Quick lunch - excellent boudin – at Chez Jules on Hanover Street, then just time to pop into the Scottish National Portrait Gallery where I got no further than the first room to the left – a brilliantly juxtaposed selection of portrait sculpture mixing old and new (the deconstructed head below is by Jonathan Owen).


Loved most of the captions, the Sultan Ahmet medallion, the several Epsteins and these three: John Duncan Fergusson’s bust of the Anglo-Saxon Eastre subtitled ‘Hymn to the Sun’, possibly a portrait of his wife Margaret Morris;


Kenny Hunter’s down-to-earth red fibreglass bust of Trade Unionist Jimmy Reid, which sits on a plain low table; 


and Glenys Barton's ceramic bust of Jean Muir, instantly recognisable but totally original.

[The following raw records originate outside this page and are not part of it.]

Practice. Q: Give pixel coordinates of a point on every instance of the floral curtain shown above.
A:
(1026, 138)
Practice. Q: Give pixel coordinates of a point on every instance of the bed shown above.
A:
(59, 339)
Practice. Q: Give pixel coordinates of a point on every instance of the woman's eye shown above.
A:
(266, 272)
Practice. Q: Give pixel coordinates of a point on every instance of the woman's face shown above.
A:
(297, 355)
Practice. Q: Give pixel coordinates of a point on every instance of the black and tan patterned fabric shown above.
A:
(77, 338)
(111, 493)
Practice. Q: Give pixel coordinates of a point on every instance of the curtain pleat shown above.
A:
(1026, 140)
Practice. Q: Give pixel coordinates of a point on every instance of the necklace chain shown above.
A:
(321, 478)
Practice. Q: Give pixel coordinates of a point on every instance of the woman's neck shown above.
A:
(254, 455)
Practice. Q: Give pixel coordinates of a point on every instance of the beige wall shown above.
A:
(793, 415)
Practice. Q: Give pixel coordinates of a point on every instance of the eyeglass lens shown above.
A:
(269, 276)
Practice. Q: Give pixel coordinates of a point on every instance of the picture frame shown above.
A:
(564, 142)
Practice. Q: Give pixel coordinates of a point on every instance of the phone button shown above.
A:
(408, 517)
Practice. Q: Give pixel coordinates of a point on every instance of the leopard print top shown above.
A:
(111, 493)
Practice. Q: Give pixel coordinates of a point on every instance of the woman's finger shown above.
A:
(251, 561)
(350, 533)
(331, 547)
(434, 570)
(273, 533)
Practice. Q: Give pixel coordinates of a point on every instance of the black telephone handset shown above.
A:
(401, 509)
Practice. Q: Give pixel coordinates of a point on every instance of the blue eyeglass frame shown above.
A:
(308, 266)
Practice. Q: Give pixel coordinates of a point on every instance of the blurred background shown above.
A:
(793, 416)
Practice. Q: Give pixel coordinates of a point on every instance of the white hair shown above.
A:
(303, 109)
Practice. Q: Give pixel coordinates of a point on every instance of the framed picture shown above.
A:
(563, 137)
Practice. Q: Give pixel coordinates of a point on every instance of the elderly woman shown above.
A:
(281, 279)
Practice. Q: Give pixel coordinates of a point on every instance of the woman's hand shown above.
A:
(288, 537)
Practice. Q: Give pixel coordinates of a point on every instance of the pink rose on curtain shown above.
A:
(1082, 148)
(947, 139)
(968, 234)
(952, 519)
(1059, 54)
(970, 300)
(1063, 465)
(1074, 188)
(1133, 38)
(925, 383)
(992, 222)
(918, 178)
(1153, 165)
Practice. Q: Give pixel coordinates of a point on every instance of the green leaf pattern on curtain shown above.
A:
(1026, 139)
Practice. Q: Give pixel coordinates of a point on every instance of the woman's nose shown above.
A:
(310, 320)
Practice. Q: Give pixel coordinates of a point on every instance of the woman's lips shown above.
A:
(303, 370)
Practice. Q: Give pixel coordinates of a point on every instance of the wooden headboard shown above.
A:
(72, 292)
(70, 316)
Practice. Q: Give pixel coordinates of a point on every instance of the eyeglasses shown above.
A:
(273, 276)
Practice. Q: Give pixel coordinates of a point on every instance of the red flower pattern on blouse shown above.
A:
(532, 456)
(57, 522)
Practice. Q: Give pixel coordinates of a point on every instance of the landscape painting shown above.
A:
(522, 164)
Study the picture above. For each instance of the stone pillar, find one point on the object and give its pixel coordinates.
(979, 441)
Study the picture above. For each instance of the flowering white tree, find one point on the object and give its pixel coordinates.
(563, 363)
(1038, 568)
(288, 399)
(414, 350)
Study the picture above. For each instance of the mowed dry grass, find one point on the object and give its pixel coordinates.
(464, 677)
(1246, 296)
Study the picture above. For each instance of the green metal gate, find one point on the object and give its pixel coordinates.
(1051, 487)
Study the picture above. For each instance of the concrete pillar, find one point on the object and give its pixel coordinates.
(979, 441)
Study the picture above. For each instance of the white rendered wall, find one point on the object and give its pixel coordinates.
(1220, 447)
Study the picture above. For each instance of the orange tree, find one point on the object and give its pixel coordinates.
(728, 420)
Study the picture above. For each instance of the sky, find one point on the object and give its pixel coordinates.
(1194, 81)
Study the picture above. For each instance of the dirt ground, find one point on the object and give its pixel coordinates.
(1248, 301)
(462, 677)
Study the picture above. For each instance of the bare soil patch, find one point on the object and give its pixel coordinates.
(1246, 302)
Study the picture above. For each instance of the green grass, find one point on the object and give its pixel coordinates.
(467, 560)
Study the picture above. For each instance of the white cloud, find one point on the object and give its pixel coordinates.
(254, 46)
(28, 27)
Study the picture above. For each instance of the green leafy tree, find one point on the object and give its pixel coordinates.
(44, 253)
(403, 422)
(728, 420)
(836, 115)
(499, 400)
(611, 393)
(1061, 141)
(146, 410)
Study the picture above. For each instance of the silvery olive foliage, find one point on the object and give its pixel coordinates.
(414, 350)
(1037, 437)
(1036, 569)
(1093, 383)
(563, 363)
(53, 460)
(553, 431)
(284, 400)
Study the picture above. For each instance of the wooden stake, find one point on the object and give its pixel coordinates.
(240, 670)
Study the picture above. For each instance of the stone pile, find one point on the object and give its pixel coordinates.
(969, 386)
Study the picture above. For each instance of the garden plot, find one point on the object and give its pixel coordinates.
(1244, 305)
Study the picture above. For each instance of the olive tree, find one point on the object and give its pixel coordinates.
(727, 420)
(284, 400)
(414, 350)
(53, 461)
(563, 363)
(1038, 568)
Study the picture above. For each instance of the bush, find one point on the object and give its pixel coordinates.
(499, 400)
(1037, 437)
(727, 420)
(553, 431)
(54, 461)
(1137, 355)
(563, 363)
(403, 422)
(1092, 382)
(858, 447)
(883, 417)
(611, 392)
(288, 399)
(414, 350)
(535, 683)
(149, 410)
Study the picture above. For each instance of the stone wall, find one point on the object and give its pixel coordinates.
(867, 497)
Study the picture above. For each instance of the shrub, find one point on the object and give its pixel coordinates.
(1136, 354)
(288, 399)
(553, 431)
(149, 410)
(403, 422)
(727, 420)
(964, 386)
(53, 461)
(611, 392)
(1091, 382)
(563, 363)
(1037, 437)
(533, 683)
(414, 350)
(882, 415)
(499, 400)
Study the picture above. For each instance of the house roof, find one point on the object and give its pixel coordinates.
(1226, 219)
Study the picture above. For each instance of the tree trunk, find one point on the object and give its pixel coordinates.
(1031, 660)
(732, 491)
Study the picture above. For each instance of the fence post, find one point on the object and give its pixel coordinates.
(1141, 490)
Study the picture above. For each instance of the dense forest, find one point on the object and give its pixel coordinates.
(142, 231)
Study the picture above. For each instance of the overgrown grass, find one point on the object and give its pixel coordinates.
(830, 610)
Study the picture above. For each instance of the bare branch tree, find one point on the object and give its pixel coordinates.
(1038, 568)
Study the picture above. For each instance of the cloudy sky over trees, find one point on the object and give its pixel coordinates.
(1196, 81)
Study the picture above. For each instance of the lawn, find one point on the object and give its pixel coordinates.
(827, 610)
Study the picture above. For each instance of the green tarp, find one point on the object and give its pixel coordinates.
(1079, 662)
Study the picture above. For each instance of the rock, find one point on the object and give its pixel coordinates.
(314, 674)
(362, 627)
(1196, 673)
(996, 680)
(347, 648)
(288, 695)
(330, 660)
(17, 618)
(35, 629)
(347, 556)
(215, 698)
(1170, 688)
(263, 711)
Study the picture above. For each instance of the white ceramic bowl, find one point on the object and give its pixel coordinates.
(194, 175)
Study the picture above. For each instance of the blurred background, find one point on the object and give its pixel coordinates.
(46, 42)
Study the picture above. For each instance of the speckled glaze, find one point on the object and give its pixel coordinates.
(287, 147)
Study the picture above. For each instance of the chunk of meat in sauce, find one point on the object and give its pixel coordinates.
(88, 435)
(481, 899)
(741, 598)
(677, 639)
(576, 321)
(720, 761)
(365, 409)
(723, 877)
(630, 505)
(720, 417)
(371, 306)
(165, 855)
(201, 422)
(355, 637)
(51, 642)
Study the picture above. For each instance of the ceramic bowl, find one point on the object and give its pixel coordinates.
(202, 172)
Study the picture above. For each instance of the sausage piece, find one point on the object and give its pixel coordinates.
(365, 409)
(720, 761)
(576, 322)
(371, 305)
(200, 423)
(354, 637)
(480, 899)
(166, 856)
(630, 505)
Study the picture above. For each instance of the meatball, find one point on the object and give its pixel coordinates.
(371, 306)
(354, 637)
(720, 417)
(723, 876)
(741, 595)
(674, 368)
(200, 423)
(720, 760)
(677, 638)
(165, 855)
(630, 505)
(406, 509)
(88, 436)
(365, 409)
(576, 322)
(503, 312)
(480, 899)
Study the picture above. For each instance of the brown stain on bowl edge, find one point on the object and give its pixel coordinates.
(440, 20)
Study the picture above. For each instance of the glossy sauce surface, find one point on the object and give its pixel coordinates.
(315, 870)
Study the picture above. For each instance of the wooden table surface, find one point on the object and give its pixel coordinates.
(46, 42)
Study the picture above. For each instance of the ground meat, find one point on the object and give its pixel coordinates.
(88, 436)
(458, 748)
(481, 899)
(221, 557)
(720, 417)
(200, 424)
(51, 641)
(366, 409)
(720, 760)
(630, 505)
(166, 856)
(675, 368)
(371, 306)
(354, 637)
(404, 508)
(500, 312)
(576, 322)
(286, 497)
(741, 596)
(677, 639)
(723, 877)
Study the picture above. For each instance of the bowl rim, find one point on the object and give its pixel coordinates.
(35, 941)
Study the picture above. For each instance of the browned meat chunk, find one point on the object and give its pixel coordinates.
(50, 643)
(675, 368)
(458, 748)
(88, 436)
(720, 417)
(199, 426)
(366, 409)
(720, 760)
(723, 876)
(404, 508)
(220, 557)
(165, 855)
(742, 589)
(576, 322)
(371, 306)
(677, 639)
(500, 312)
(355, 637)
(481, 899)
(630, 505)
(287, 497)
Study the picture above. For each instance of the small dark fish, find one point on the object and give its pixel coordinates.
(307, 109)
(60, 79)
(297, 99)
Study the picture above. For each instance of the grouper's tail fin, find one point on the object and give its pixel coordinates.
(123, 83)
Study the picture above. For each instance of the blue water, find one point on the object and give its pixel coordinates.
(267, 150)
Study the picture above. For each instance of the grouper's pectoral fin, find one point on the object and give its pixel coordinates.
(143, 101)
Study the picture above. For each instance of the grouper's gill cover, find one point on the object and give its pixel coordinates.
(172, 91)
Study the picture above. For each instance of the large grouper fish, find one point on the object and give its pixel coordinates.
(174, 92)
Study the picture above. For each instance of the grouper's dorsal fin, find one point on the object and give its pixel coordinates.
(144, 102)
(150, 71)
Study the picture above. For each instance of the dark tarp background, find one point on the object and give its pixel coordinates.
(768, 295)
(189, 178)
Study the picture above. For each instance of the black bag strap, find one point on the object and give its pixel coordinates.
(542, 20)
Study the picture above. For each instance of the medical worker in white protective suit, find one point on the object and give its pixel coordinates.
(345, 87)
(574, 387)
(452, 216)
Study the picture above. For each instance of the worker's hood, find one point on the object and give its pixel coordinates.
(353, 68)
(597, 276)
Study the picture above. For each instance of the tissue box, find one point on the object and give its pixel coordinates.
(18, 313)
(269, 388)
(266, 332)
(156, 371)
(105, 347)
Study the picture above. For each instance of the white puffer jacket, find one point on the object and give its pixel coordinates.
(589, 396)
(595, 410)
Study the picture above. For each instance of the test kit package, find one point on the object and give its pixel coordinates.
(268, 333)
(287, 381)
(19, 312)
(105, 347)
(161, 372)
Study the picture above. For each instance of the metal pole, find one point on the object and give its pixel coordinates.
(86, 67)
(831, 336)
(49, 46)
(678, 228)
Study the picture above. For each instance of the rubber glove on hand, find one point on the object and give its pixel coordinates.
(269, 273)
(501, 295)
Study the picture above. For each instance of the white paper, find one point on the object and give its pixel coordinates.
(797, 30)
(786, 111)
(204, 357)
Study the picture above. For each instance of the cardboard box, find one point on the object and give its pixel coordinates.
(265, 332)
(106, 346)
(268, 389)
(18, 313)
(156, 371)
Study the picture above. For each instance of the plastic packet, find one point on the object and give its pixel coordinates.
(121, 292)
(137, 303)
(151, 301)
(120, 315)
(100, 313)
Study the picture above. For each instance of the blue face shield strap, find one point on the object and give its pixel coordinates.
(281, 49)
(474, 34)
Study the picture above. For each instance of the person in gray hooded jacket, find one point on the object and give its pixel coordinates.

Then to pick up bag from the Parliament House Hotel and catch the 3.30pm back to London, beguiled all the way by the latest in Marilynne Robinson’s Gilead series, the simply beautiful Lila. When I've finished it, I'll have to go back and re-read the first in the sequence to be published (you could actually read them in any order). A day, then, that ticked many of the boxes needed to make it a good one.